Lastly, there is the decision set Dn. Unlike the serial method, parallel technique contains all but not programmed actions, which are present for programming w.r.t. precursor and resource restrictions. The fractional program of every stage is equivalent to the initial completion time of actions in the active group of the ancestral stage (Akanda et al). Every stage consists of two steps: (1) the new program time is established and actions with a complete time equal to the (new) program time are eliminated from the lively set and included in the finished set. (2) one action from the determination set is picked with a main concern principle (in case of binding together, the actions with the least label is selected) and programmed to begin at the present program time (Balas 197).

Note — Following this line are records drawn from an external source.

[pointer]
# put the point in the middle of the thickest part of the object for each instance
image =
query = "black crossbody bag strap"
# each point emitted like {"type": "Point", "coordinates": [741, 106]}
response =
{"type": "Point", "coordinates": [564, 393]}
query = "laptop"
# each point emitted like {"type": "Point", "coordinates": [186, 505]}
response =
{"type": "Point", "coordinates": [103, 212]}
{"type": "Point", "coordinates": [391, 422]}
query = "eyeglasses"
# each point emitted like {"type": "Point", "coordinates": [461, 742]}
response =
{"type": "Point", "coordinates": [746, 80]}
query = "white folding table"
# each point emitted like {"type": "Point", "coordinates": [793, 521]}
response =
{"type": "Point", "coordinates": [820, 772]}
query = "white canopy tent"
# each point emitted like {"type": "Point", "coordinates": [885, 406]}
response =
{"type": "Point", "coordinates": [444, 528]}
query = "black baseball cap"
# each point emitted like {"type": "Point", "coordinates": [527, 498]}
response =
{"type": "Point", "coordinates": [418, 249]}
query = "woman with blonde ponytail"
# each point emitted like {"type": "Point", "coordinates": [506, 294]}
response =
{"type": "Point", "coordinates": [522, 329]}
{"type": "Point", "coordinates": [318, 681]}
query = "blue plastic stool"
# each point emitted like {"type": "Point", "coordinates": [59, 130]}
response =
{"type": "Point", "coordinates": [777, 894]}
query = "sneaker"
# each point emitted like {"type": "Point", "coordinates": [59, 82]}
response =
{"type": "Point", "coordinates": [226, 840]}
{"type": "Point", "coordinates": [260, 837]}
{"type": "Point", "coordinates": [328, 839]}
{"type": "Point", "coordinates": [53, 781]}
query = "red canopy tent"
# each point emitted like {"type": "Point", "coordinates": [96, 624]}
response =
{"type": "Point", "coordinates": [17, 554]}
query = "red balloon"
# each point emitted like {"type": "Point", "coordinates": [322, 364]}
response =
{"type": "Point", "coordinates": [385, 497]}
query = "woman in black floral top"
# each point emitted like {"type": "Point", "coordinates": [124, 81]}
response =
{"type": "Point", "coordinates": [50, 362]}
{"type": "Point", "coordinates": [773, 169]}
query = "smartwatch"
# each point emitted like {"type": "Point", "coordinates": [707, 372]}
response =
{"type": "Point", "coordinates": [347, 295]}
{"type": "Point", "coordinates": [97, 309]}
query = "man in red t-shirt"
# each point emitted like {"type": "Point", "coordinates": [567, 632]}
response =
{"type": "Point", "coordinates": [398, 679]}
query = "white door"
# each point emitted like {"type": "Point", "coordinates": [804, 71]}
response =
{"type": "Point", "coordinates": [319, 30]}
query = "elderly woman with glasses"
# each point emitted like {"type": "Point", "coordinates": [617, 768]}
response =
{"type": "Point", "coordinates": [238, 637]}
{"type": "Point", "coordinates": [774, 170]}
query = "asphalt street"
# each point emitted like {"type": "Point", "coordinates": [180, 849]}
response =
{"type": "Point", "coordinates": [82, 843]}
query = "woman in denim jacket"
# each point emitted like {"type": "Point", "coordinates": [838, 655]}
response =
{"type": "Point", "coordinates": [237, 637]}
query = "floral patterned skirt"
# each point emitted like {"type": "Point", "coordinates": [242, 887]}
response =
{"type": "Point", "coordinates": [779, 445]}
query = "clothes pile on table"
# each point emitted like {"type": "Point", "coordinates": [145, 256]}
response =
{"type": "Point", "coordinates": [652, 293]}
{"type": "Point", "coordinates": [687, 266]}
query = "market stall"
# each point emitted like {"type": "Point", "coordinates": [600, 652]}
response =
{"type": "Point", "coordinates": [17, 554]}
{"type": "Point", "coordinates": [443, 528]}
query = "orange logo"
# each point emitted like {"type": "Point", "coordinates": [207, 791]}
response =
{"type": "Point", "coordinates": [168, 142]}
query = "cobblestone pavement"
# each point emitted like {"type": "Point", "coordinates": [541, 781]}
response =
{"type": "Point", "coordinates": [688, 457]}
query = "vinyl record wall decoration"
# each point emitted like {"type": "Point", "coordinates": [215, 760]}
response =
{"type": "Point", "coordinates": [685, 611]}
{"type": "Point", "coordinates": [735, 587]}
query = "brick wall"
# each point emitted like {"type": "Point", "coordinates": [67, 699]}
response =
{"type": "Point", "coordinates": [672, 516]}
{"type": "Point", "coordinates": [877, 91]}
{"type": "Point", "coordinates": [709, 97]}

Thereafter, this action is eliminated from the determination set and included in the lively set. The second step is done again until the determination set becomes blank that is, actions were programmed or are not available any longer for programming w.r.t. resource restrictions. The parallel technique ends when all actions are in the complete or lively set (Akanda et al). Given An, the lively set, and Cn, the complete set, respectively, 7rKr, remaining period size of the renewable possession r at the program time, and Dn, the decision set, are described as follows (Balas 200):
In this case, an official illustration of the parallel scheduling scheme (PSS) arises to:
Reccomendation
I decided to pick on Serial and parallel heuristics methods because they are the best for projects of all types unlike other heuristics such as representativeness heuristic, availability heuristic, anchroing heuristic and similarity heuristic among others. according to Akanda’s youtube presention of heuristics for project management, serial and parallel are the best of all heuristics because they are able to work concurrently and in several different projects where they are able to perform many functions. according to the youtube presention by Akanda, serial and parallel heuristics are important because they are the only ones which can perform the following five key functions:
- Multi-user functionality
- Scheduling function
- Consolidation
- Communication
- Integration
The other heuristics can only perform one or atmost two of the above functions meaning that they are not as efficient as the serial and parallel heuristics. Therefore, it is evident enough that serial and parallel heuristic methods are the best for project management especially in mutiple projeccts where the computation comes out perfectly (Akanda et al). Both of them produces practible schedules that are most favorable in the absence of resource constraints. It was confirmed that the serial technique produces lively programs while the parallel program scheme generates non-delay programs. Both of these programs are efficient and very effective in all types of projects.
Works cited
Akanda, Arun. “Lecture -15 Limited Resource Allocation”. YouTube Video Presentation. 2011. Web.
Balas, Ebru. “Project scheduling with resource constraints”, in: E.M.L. Beale (Ed.), Applications of Mathematical Programming techniques. London: English University Press, 2003. Print.